Dementsprechend haben die Sachverständigen Dr. D. und P. den Kläger für fähig gehalten, ortsübliche Wegstrecken von 2 km zu Fuß innerhalb der normalen Wegzeit von 30 Minuten zurückzulegen. Soweit Dr. W. den Kläger in der Lage gesehen hat, solche Wegstrecken innerhalb von 45 Minuten zurückzulegen, kann sich daraus ggf. eine über die übliche hinausgehende, nämlich bis zu 15 Minuten längere Wegzeit ergeben. Eine solche behinderungsbedingte Verlängerung der Wegzeit ist aber nicht nur deshalb nicht festzustellen, weil mit einer solchen Beurteilung die Beurteilungsgrenzen von Sachverständigen ohnehin überschritten werden, sondern auch wegen der entgegenstehenden Beurteilungen der Dres. Dr. D. und Pauleck. Zudem bestehen bei dem Kläger nach Beurteilung aller Sachverständigen keine funktionellen Beeinträchtigungen wie bei dem beispielhaft in den AHP genannten Personenkreis der erheblich Gehbehinderten.

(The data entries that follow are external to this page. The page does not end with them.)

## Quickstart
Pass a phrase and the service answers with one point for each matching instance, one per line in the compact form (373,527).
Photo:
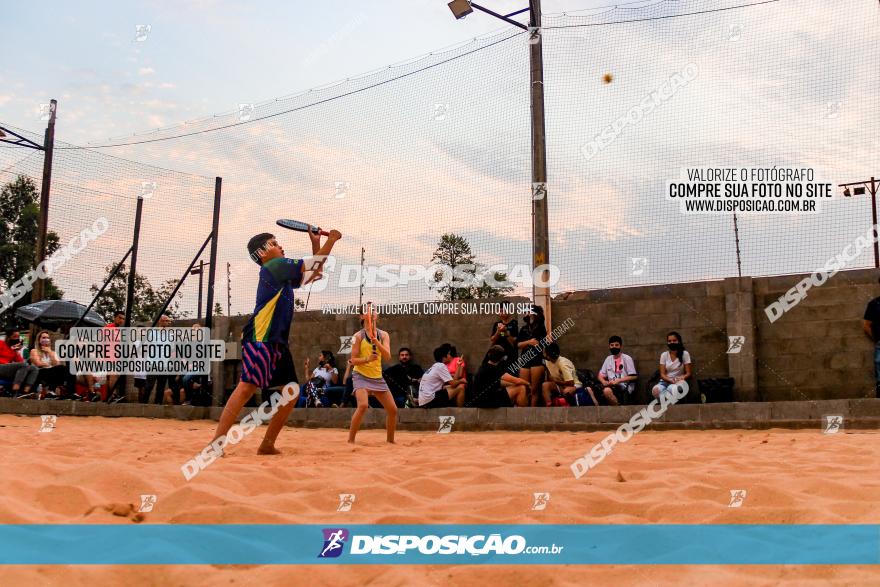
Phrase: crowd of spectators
(38,373)
(521,367)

Im übrigen ist auch bei einer Wegzeit von bis zu 45 Minuten allenfalls von einer Beeinträchtigung, nicht aber von einer erheblichen Beeinträchtigung der Gehfähigkeit auszugehen. Eine – wie die insoweit unterschiedliche Auffassung der Sachverständigen zeigt – noch innerhalb der Schwankungsbreite liegende Abweichung von der Norm vermag schon nach dem Wortsinn den Begriff der "erheblichen Gehbehinderung" nicht auszufüllen.
Die Kostenentscheidung beruht auf §§ 183, 193 SGG.
Anlaß, die Revision zuzulassen, bestand nicht.